До сих пор афиняне слушали Сократа с сочувствием: хорошо он отделал этих софистов! Но тут вдруг у них начинала кружиться голова, и в сердце просыпался знакомый страх бесконечности. На этот раз — не бесконечности мира, а бесконечности мысли. Если каждый раз смотреть все шире и глубже, то ведь мы никогда и не остановимся! Старую справедливость потеряли, а новую так и не найдем. А тогда — жить-то как же?

РАЗГОВОР СОКРАТА

У Сократа был молодой друг по имени Евфидем, а по прозвищу Красавец. Ему не терпелось стать взрослым и говорить громкие речи в народном собрании. Сократу захотелось его образумить. Он спросил его:
«Скажи, Евфидем, знаешь ли ты, что такое справедливость?» — «Конечно, знаю, не хуже всякого другого». — «А я вот человек к политике непривычный, и мне почему-то трудно в этом разобраться. Скажи: лгать, обманывать, воровать, хватать людей и продавать в рабство — это справедливо?» — «Конечно, несправедливо!» — «Ну а если полководец, отразив нападение неприятелей, захватит пленных и продаст их в рабство, это тоже будет несправедливо?» — «Нет, пожалуй что, справедливо». — «А если он будет грабить и разорять их землю?» — «Тоже справедливо». — «А если будет обманывать их военными хитростями?» — «Тоже справедливо. Да, пожалуй, я сказал тебе неточно: и ложь, и обман, и воровство — это по отношению к врагам справедливо, а по отношению к друзьям несправедливо».
«Прекрасно! Теперь и я, кажется, начинаю понимать. Но скажи мне вот что, Евфидем: если полководец увидит, что воины его приуныли, и солжет им, будто к ним подходят союзники, и этим ободрит их, — такая ложь будет несправедливой?» — «Нет, пожалуй что, справедливой». — «А если сыну нужно лекарство, но он не хочет принимать его, а отец обманом подложит его в пищу, и сын выздоровеет, — такой обман будет несправедливым?» — «Нет, тоже справедливым». — «А если кто, видя друга в отчаянии и боясь, как бы он не наложил на себя руки, украдет или отнимет у него меч и кинжал, — что сказать о таком воровстве?» — «И это справедливо. Да, Сократ, получается, что я опять сказал тебе неточно; надо было сказать: и ложь, и обман, и воровство — это по отношению к врагам справедливо, а по отношению к друзьям справедливо, когда делается им на благо, и несправедливо, когда делается им во зло».

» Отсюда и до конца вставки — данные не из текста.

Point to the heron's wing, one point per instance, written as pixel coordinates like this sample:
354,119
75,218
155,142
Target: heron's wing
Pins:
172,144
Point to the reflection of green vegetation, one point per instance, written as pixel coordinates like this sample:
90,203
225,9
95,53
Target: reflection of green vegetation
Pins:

«Очень хорошо, Евфидем; теперь я вижу, что, прежде чем распознавать справедливость, мне надобно научиться распознавать благо и зло. Но уж это ты, конечно, знаешь?» — «Думаю, что знаю, Сократ; хотя почему-то уже не так в этом уверен». — «Так что же это такое?» — «Ну вот, например, здоровье — это благо, а болезнь — это зло; пища или питье, которые ведут к здоровью, — это благо, а которые ведут к болезни, — зло». — «Очень хорошо, про пищу и питье я понял; но тогда, может быть, вернее и о здоровье сказать таким же образом: когда оно ведет ко благу, то оно — благо, а когда ко злу, то оно — зло?» — «Что ты, Сократ, да когда же здоровье может быть ко злу?» — «А вот, например, началась нечестивая война и, конечно, кончилась поражением; здоровые пошли на войну и погибли, а больные остались дома и уцелели; чем же было здесь здоровье — благом или злом?»

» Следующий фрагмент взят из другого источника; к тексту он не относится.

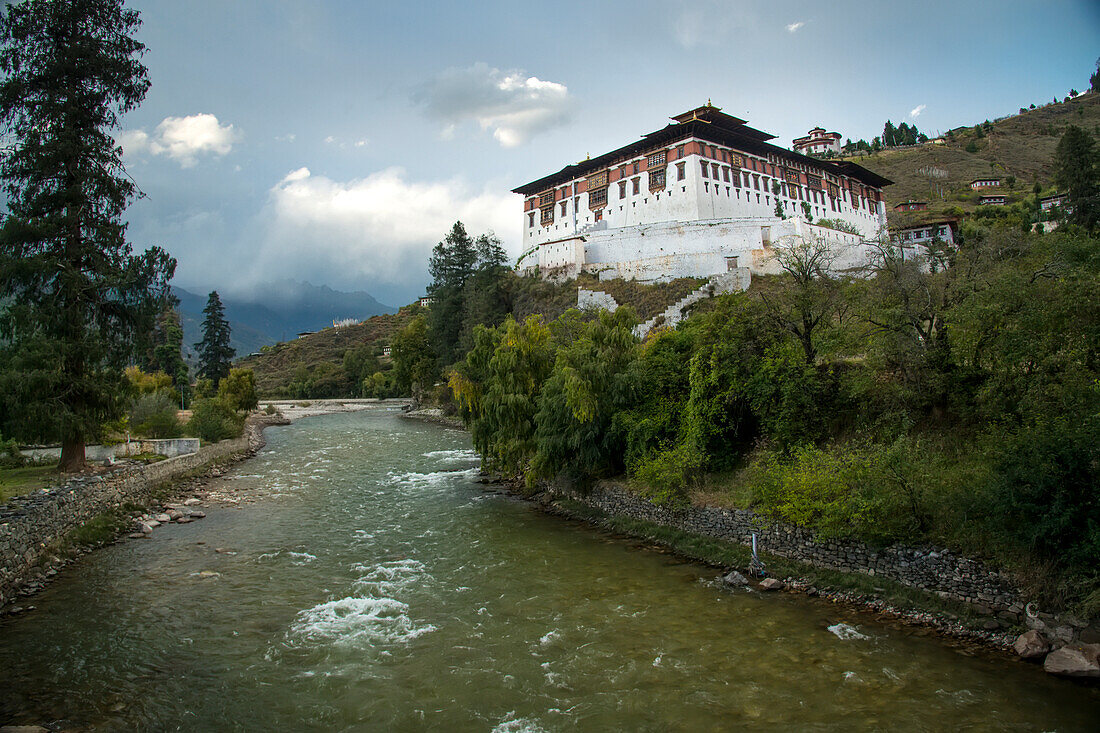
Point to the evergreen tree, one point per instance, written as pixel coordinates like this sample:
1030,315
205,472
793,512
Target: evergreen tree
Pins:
486,301
165,353
215,352
79,303
889,134
451,264
1076,173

«Да, вижу я, Сократ, что пример мой неудачный. Но, наверное, уж можно сказать, что ум — это благо!» — «А всегда ли? Вот персидский царь часто требует из греческих городов к своему двору умных и умелых ремесленников, держит их при себе и не пускает на родину; на благо ли им их ум?» — «Тогда — красота, сила, богатство, слава!» — «Но ведь на красивых чаще нападают работорговцы, потому что красивые рабы дороже ценятся; сильные нередко берутся за дело, превышающее их силу, и попадают в беду; богатые изнеживаются, становятся жертвами интриг и погибают; слава всегда вызывает зависть, и от этого тоже бывает много зла».

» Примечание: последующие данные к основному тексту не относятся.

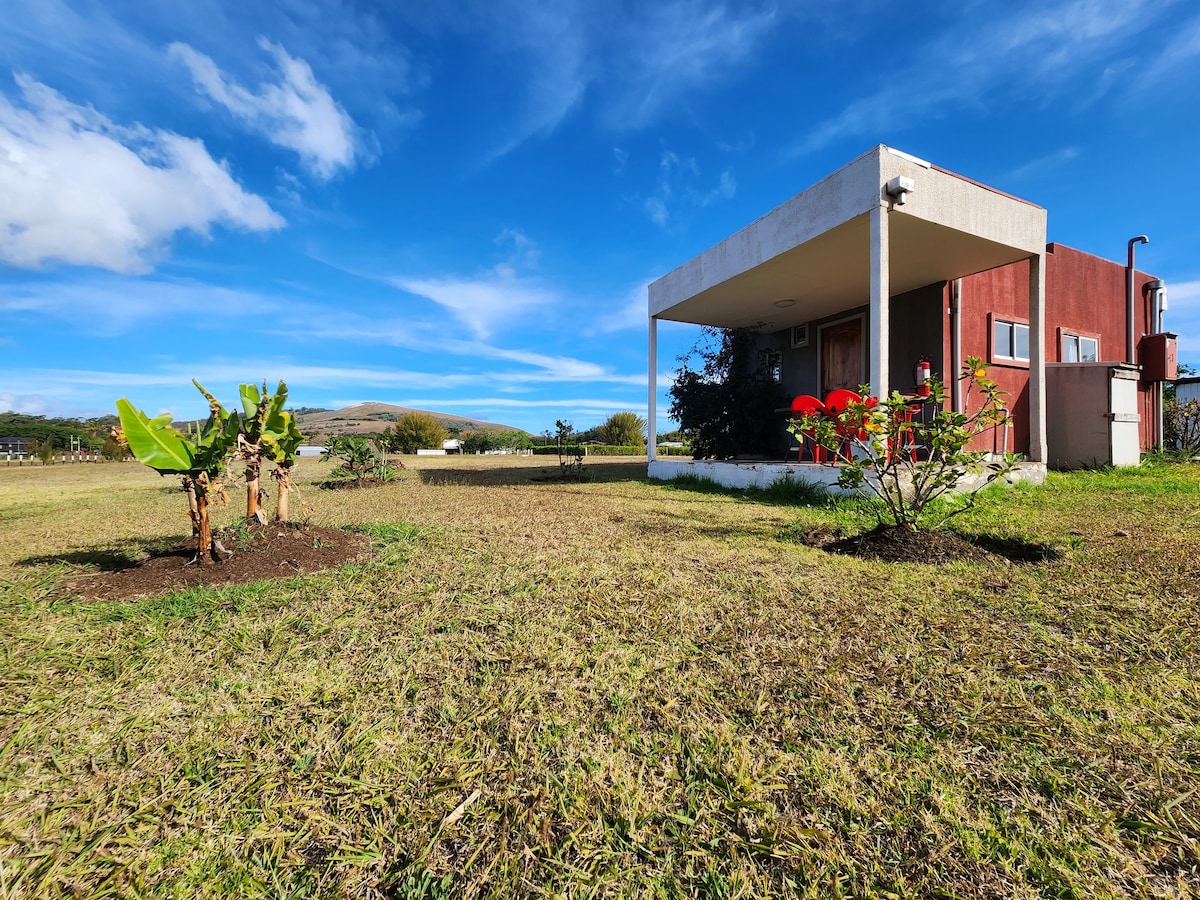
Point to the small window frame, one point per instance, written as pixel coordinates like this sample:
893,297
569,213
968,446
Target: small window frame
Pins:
1069,335
994,353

«Ну, коли так, — уныло сказал Евфидем, — то я даже не знаю, о чем мне молиться богам». — «Не печалься! Просто это значит, что ты еще не знаешь, о чем ты хочешь говорить народу. Но уж сам-то народ ты знаешь?» — «Думаю, что знаю, Сократ». — «Из кого же состоит народ?» — «Из бедных и богатых». — «А кого ты называешь бедными и богатыми?» — «Бедные — это те, которым не хватает на жизнь, а богатые — те, у которых всего в достатке и сверх достатка». — «А не бывает ли так, что бедняк своими малыми средствами умеет отлично обходиться, а богачу любых богатств мало?» — «Право, бывает! Даже тираны такие бывают, которым мало всей их казны и нужны незаконные поборы». — «Так что же? Не причислить ли нам этих тиранов к беднякам, а хозяйственных бедняков — к богачам?» — «Нет уж, лучше не надо, Сократ; вижу, что и здесь я, оказывается, ничего не знаю».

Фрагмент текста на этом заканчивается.